Dipartimento di Scienze Biochimiche A. Rossi Fanelli and Istituto Pasteur, Fondazione Cenci Bolognetti, Sapienza University of Rome, Rome, Italy.
Proteins. 2010 Feb 1;78(2):259-70. doi: 10.1002/prot.22536.
Oxidative stress is a widespread challenge for living organisms, and especially so for parasitic ones, given the fact that their hosts can produce reactive oxygen species (ROS) as a mechanism of defense. Thus, long lived parasites, such as the flatworm Schistosomes, have evolved refined enzymatic systems capable of detoxifying ROS. Among these, glutathione peroxidases (Gpx) are a family of sulfur or selenium-dependent isozymes sharing the ability to reduce peroxides using the reducing equivalents provided by glutathione or possibly small proteins such as thioredoxin. As for other frontline antioxidant enzymatic systems, Gpxs are localized in the tegument of the Schistosomes, the outermost defense layer. In this article, we present the first crystal structure at 1.0 and 1.7 A resolution of two recombinant SmGpxs, carrying the active site mutations Sec43Cys and Sec43Ser, respectively. The structures confirm that this enzyme belongs to the monomeric class 4 (phospholipid hydroperoxide) Gpx. In the case of the Sec to Cys mutant, the catalytic Cys residue is oxidized to sulfonic acid. By combining static crystallography with molecular dynamics simulations, we obtained insight into the substrate binding sites and the conformational changes relevant to catalysis, proposing a role for the unusual reactivity of the catalytic residue.
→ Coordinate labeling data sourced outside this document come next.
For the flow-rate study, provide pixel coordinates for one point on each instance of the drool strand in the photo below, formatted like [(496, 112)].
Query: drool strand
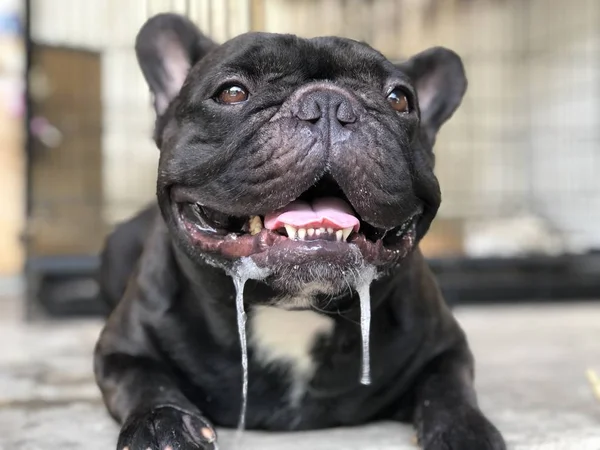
[(363, 290), (241, 323)]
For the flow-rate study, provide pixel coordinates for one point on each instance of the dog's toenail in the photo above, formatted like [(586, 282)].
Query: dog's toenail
[(208, 434)]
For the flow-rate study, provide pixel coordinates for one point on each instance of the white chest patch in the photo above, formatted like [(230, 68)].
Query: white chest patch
[(288, 337)]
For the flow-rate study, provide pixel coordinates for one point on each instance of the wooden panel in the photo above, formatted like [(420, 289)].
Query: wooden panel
[(66, 172)]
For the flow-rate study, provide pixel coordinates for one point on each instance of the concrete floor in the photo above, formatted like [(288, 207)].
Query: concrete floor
[(531, 363)]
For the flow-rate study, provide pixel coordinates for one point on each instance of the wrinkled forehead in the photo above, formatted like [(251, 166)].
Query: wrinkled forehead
[(269, 55)]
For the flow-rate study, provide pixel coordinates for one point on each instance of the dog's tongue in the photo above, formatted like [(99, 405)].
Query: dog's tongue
[(328, 212)]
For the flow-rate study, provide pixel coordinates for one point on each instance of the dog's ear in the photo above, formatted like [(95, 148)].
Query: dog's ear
[(167, 46), (439, 78)]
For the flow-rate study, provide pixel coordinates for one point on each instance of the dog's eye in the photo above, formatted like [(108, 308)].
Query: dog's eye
[(398, 100), (232, 95)]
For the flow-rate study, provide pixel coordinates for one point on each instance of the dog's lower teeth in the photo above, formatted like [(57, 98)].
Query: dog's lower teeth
[(255, 225), (291, 231), (301, 233)]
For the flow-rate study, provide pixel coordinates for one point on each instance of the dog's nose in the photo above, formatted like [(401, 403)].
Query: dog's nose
[(327, 107)]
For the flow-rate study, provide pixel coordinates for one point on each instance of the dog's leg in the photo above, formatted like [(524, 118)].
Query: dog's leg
[(447, 416), (138, 388)]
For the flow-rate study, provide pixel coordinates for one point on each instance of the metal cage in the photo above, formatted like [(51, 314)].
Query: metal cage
[(518, 163)]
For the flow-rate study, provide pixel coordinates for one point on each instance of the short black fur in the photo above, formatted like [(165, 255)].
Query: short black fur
[(168, 359)]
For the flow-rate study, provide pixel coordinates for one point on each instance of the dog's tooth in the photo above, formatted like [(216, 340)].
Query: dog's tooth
[(346, 232), (255, 225), (301, 233), (291, 231)]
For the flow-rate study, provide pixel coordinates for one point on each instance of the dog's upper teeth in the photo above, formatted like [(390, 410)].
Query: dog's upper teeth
[(346, 232), (255, 225), (291, 231), (301, 233)]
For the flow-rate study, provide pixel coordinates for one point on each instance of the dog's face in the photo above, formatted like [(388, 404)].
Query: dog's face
[(313, 157)]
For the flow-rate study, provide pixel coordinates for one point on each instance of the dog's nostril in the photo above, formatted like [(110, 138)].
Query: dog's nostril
[(345, 113)]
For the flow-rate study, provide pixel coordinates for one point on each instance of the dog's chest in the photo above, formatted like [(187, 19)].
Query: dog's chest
[(287, 338)]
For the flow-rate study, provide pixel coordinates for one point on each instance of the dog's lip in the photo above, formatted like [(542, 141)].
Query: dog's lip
[(268, 247)]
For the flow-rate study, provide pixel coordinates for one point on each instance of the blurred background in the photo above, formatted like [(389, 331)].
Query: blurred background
[(519, 163)]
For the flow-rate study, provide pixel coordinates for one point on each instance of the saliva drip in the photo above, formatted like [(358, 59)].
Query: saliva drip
[(245, 270), (362, 287)]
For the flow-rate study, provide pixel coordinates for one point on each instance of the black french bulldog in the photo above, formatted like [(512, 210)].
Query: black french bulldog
[(309, 160)]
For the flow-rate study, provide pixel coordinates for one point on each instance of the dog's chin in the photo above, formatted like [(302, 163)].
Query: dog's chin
[(327, 254)]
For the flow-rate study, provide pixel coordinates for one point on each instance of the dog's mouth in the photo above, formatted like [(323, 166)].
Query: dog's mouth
[(321, 223)]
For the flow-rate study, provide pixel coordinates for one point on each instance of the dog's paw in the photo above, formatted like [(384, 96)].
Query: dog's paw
[(466, 429), (167, 428)]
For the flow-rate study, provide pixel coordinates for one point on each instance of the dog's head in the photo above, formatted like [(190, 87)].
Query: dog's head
[(313, 157)]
氧化应激是生物体普遍面临的挑战,对于寄生虫来说尤其如此,因为它们的宿主可以产生活性氧物种 (ROS) 作为防御机制。因此,像扁形虫血吸虫这样寿命长的寄生虫已经进化出了精细的酶系统,能够解毒 ROS。在这些酶中,谷胱甘肽过氧化物酶 (Gpx) 是一类硫或硒依赖性同工酶,它们具有使用谷胱甘肽或可能是小蛋白(如硫氧还蛋白)提供的还原当量还原过氧化物的能力。与其他一线抗氧化酶系统一样,Gpx 位于血吸虫的外膜——表皮中。在本文中,我们展示了两个重组 SmGpx 的晶体结构,分辨率分别为 1.0 和 1.7 A,这两个结构都带有活性位点突变 Sec43Cys 和 Sec43Ser。这些结构证实该酶属于单体类 4(磷脂氢过氧化物)Gpx。对于 Sec 到 Cys 突变体,催化 Cys 残基被氧化为磺酸。通过将静态晶体学与分子动力学模拟相结合,我们深入了解了与催化相关的底物结合位点和构象变化,提出了催化残基异常反应性的作用。